- Original film DVD cover
- Directed by: Radley Metzger
- Screenplay by: Brian Phelan
- Produced by: Ava Leighton
- Starring: Siegfried Rauch Christiane Krüger Ivan Desny Mark Damon Anton Diffring Elga Sorbas
- Cinematography: Hans Jura
- Edited by: Amedeo Salfa
- Music by: George Craig
- Production companies: Audubon Films Jadran Film Peter Carsten Produktion
- Distributed by: Audubon Films First Run Features Karo Video
- Release date: 1973;
- Running time: 90 minutes
- Countries: USA West Germany Yugoslavia
- Language: English

= Little Mother (1973 film) =

Little Mother (also known as Woman of the Year) is a 1973 drama, romance, cult film directed by Radley Metzger and starring Christiane Krüger, Siegfried Rauch and Ivan Desny.
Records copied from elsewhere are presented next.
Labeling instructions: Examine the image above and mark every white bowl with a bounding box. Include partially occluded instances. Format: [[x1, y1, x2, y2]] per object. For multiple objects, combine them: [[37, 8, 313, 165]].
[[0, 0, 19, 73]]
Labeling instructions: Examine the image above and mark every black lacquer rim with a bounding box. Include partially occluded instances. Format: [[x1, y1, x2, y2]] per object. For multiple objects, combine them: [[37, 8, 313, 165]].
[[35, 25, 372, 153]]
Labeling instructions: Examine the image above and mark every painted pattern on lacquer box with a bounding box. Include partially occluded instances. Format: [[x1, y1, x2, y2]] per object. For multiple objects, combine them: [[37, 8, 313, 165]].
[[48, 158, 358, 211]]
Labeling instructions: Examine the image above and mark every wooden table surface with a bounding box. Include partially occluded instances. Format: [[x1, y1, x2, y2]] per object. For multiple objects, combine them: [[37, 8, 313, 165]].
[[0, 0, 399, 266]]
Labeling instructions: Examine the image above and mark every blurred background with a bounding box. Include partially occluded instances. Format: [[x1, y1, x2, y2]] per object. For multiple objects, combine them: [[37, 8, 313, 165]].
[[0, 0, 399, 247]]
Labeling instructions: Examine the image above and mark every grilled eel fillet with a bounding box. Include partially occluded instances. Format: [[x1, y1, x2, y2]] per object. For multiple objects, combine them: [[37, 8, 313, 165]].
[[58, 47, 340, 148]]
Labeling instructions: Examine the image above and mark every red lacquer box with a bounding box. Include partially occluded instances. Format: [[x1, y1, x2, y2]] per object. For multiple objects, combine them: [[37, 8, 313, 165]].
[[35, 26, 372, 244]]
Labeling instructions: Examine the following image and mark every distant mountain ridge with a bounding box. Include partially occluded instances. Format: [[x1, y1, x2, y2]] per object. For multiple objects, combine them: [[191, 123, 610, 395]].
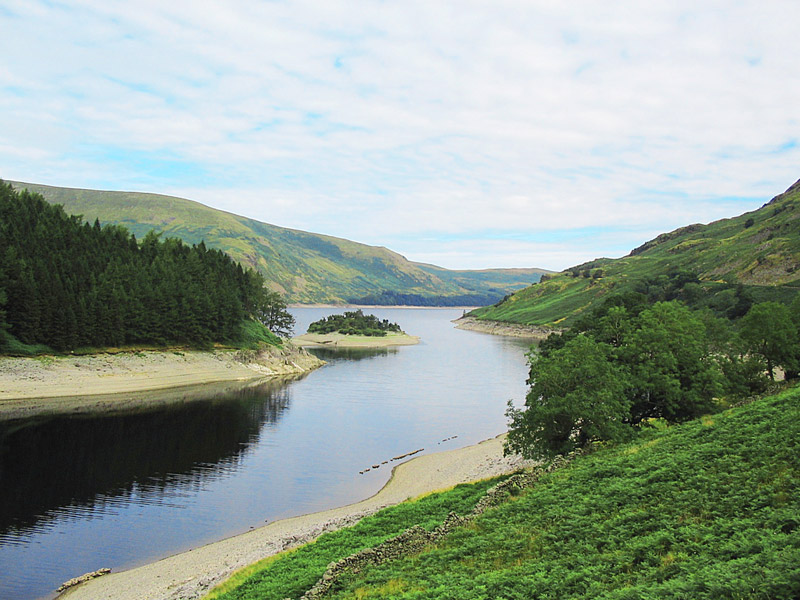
[[8, 181, 549, 305], [469, 178, 800, 327]]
The story was loosely modelled on that of Eva Peron in Argentina. It was a co-production between the United States, West Germany and Yugoslavia.

==Plot==
A woman in a South American country rises from being a struggling actress to the wife of the President, who she plans to overthrow and make herself dictator.

==Cast==

- Siegfried Rauch as Colonel Pinares
- Christiane Krüger as Marina Pinares
- Ivan Desny as Colonel Umberia
- Mark Damon as Riano
- Anton Diffring as The Cardinal
- Elga Sorbas as Annette

==Notes==
According to one film reviewer, Radley Metzger's films, including those made during the Golden Age of Porn (1969–1984), are noted for their "lavish design, witty screenplays, and a penchant for the unusual camera angle". Another reviewer noted that his films were "highly artistic — and often cerebral ... and often featured gorgeous cinematography". Film and audio works by Metzger have been added to the permanent collection of the Museum of Modern Art (MoMA) in New York City.